Summary: What can we learn from senior saints in our midst? How many have lived just and devout lives? How many of them have been faithful despite life’s suffering?
What can we learn from senior saints in our midst? How many have lived just and devout lives? How many seniors have been faithful despite life’s suffering?
Purpose: Let’s learn from the examples of elderly saints.
Plan: Let’s look at the examples of Simeon and Anna in Luke 2:22-40.
God commanded that we respect the elderly. An early command in Leviticus 19:32 says, “You shall rise before the gray headed and honor the presence of an old man, and fear your God: I am the Lord.” Proverbs 16:31 says, “The silver-haired head is a crown of glory, If it is found in the way of righteousness.” Job 12:12 says, “Wisdom is with aged men, And with length of days, understanding.” Isaiah 46:4 promises Israel, “Even to your old age, I am He, And even to gray hairs I will carry you! I have made, and I will bear; Even I will carry, and will deliver you.”
Luke 2:25-35 Simeon
In Luke 2:25-35 we read of aged Simeon “waiting for the Consolation of Israel, and the Holy Spirit was upon him. And it had been revealed to him by the Holy Spirit that he would not see death before he had seen the Lord’s Christ.” He took Jesus into his arms and spoke the nunc dimittis (now you dismiss), which is used for evensong, and prophesied to Mary, “Behold, this Child is destined for the fall and rising of many in Israel, and for a sign which will be spoken against (yes, a sword will pierce through your own soul also), that the thoughts of many hearts may be revealed.”
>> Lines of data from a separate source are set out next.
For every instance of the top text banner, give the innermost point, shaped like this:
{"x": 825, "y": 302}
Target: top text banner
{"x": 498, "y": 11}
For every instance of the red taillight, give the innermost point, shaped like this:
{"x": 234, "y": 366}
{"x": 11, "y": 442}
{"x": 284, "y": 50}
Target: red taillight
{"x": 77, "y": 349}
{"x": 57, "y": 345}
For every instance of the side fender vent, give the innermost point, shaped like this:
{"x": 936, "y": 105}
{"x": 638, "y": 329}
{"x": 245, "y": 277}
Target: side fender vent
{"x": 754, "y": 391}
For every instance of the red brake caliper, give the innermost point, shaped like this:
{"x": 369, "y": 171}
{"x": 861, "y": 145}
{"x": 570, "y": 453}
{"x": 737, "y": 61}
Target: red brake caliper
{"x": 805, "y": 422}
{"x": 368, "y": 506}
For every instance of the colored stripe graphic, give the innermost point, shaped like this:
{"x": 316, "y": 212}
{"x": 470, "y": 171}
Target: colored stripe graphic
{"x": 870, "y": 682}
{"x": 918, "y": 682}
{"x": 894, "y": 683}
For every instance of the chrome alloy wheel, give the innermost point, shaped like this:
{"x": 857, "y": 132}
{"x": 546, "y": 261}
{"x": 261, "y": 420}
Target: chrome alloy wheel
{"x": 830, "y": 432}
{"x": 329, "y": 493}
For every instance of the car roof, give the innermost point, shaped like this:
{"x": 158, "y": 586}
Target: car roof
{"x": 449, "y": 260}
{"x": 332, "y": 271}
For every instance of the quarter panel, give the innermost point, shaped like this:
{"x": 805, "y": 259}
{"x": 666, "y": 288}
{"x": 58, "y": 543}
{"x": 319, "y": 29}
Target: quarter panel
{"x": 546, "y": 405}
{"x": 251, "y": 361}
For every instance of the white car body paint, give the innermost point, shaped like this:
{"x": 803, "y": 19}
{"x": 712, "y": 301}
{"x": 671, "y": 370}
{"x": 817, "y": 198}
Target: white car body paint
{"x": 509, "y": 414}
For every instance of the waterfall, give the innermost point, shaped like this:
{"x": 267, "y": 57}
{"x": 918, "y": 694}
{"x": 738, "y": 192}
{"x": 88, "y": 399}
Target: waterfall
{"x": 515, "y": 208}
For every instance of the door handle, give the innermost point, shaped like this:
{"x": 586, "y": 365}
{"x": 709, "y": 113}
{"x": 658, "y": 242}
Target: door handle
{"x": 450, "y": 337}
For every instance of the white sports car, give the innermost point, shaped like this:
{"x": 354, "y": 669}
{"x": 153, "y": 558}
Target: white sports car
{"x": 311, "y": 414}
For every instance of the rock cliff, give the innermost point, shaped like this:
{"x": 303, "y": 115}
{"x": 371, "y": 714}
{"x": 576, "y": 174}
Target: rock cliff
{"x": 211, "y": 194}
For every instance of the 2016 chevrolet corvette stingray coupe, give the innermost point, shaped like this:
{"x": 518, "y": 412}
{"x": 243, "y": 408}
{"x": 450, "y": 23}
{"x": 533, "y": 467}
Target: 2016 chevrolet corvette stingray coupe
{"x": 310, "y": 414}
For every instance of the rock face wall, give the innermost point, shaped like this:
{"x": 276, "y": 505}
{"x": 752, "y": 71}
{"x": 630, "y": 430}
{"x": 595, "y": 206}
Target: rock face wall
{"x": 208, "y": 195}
Simeon (Catholic Encyclopedia)
Simeon, a “just and devout” man greeted Jesus in the Temple. Joseph and Mary made an offering (Leviticus 12:6-8). A poor family like theirs offered a “pair of turtledoves or two young pigeons” as a purification rite. Simeon had received a premonition from the Holy Spirit, that he would not die before he had seen the Messiah. The Spirit guided him to the Christ child. Taking him up in his arms, he uttered prophetic words which have become part of our liturgy. Simeon is connected with untrustworthy legends. Was he the son of Hillel and the father of Gamaliel mentioned in Acts 5:34? Were his sons Charinus and Leucius?
Simeon (Orthodox Church in America)
Simeon is called the God-Receiver. Ancient historians tell us that the Egyptian pharaoh invited Simeon among seventy scholars to translate the Scriptures into Greek, “The Septuagint.” While translating Isaiah 7:14, he thought to translate “virgin” as “woman.” An angel stopped him saying, “You shall not die until you behold Christ the Lord born of a pure and spotless Virgin.” Simeon then lived in expectation of the Messiah. The Holy Spirit, led him to the Temple. “The Greek Anthology” quotes Mary referring to her Son as “older than ancient Adam.” The holy righteous Simeon the God-Receiver died at a great age. His remains were transferred to Constantinople in the sixth century.
Luke 2:36-40 Anna
In Luke 2:36-40 we read of aged Anna, “who did not depart from the temple, but served God with fastings and prayers night and day.” Having never remarried, she spent decades as a widow worshiping God daily in the Temple. She was a prophetess of the tribe of Asher, with its homeland around Galilee. So, even though some Jews denied that a prophet could come from Galilee (John 7:52) Anna did, and so did Jonah, Nahum, Hosea, Elijah and Elisha. While some attend a church and eventually quit, Anna did not. She endured in her zeal. She didn’t just believe Messiah would come, but “looked for redemption in Jerusalem.”
Anna (Catholic Encyclopedia)
Anna is an aged prophetess of the tribe of Asher. Legend says she had tutored Mary in the Temple. This highlights her special holy use by God in the life of Christ’s mother. Anna had lost her husband after only seven years of marriage and had never remarried. Anna devoted many decades of her life to the service of God in the Temple. She seems to be a model of the expectations of a widow in I Timothy 5:5-9. Because she spent so much of her time in the Temple, her presence at the presentation of Jesus is natural. She gave thanks to God and spoke of Him to others.
Anna (Orthodox Church in America)
Orthodox Christians celebrate the Great Feast of the Meeting of the Lord on February 2, remembering Simeon and Anna meeting the infant Christ. Perhaps having no children left tremendous sorrow in Anna’s heart. She turned her pain into prayer, making it an offering to God, pouring out her heart to the Lord (Psalm 51:17). Damaged by life we can feel hopeless. Pouring out her anguish to God she trusted that there was hope. We too can discover what Anna found (Psalm 25:14). Ancient prophets clung to God in fasting and prayer, and He told them His secrets as a friend. Anna shared the Word of the Lord with others.